NEW YORK CITY, USA – 23 septembre 2019: le logo de l’ONU sur une porte au siège de l’Organisation des Nations Unies avant la 74e session de l’Assemblée générale des Nations Unies. Valery Sharifulin / TASS (Photo de Valery SharifulinTASS via Getty Images)

Les factions rivales de la Libye ont entamé lundi des pourparlers de paix politique très attendus dans la capitale tunisienne. Les discussions sont organisées par les Nations Unies, dans le but de tracer une feuille de route pour les élections présidentielles et parlementaires.

L’ONU a sélectionné 75 délégués de Libye pour participer au forum de six jours dans un hôtel de Tunis, visant à mettre fin au chaos politique qui a ravagé la nation nord-africaine après le renversement et l’assassinat du dictateur Moammar Kadhafi en 2011.

Le président tunisien Kais Said a assisté à la cérémonie d’ouverture des pourparlers, qualifiant le forum «d’historique à tous égards». Saïd a ajouté que les efforts de l’ONU visent à fixer «des mesures claires et des dates précises» pour parvenir à «une solution pacifique» dans le conflit libyen.

Said a appelé ceux qui mèneront la période de transition à s’abstenir de se présenter aux prochaines élections présidentielles ou législatives.

«Il n’y a pas de place pour diviser la Libye. Certains parlent de l’Est et de l’Ouest, mais le peuple libyen ne fait qu’un », a-t-il déclaré. «La solution est que le peuple libyen retrouve sa pleine souveraineté.»

Stephanie Williams, la plus haute responsable de l’ONU en Libye, a déclaré dimanche soir aux journalistes que les réunions préparatoires avaient été positives.

«La Libye a maintenant une excellente opportunité qui lui permettra de sortir du tunnel du conflit, si tous les interlocuteurs assument leurs responsabilités et respectent leurs engagements à l’issue de ce dialogue», a déclaré Williams.

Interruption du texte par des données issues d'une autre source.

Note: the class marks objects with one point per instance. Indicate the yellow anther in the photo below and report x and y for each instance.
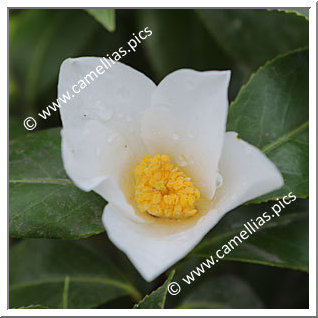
(163, 190)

Mais les initiatives diplomatiques précédentes pour mettre fin au conflit se sont effondrées à plusieurs reprises. Ces derniers pourparlers sont toutefois intervenus sur fond de fortes pressions internationales pour entamer des discussions. Les parties en conflit ont convenu d’un accord de cessez-le-feu négocié par l’ONU le mois dernier à Genève.

Dimanche, le pape François a demandé des prières pour les délégués du forum et pour la paix et la stabilité en Libye.

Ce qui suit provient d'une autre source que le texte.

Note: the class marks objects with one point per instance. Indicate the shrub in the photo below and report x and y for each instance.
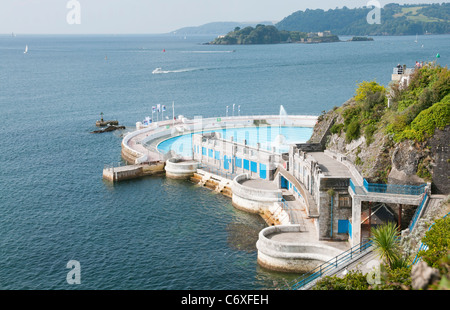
(369, 130)
(438, 240)
(437, 116)
(353, 280)
(365, 88)
(353, 131)
(336, 128)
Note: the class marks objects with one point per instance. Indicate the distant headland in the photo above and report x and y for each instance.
(269, 34)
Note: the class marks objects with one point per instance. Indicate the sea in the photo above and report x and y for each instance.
(152, 233)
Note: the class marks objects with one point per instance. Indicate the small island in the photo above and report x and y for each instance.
(358, 39)
(263, 34)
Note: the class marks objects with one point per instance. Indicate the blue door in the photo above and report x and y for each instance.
(284, 182)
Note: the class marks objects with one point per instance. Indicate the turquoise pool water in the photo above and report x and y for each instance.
(267, 136)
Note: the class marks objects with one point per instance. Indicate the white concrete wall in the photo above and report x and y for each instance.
(253, 199)
(288, 256)
(180, 169)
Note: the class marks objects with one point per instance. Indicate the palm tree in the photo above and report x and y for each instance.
(387, 243)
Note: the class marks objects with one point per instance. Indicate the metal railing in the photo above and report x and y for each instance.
(394, 188)
(218, 171)
(330, 266)
(423, 246)
(418, 212)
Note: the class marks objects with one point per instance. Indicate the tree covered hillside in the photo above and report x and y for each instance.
(395, 20)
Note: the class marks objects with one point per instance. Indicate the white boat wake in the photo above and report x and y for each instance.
(160, 71)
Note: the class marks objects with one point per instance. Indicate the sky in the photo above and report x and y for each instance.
(149, 16)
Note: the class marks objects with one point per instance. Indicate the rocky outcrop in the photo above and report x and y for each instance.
(422, 276)
(384, 161)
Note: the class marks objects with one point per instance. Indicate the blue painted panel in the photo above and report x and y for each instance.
(262, 171)
(246, 164)
(343, 226)
(238, 162)
(284, 183)
(226, 162)
(253, 166)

«Compte tenu de l’importance de l’événement, j’espère vivement qu’en ce moment si délicat, une solution sera trouvée pour les longues souffrances du peuple libyen, et que l’accord récent pour un cessez-le-feu permanent sera respecté et réalisé», François dit aux fidèles sur la place Saint-Pierre.

La Libye, riche en pétrole, est maintenant divisée entre un gouvernement soutenu par l’ONU dans la capitale, Tripoli, et des autorités rivales basées à l’est. Ces côtés sont soutenus par un éventail de milices locales, ainsi que par des puissances régionales et étrangères.

Les forces de l’est de la Libye, dirigées par le commandant Khalifa Hifter, ont lancé une offensive en avril 2019 pour tenter de capturer Tripoli. Sa campagne s’est effondrée en juin lorsque les milices alliées à Tripoli, avec un fort soutien turc, ont pris le dessus.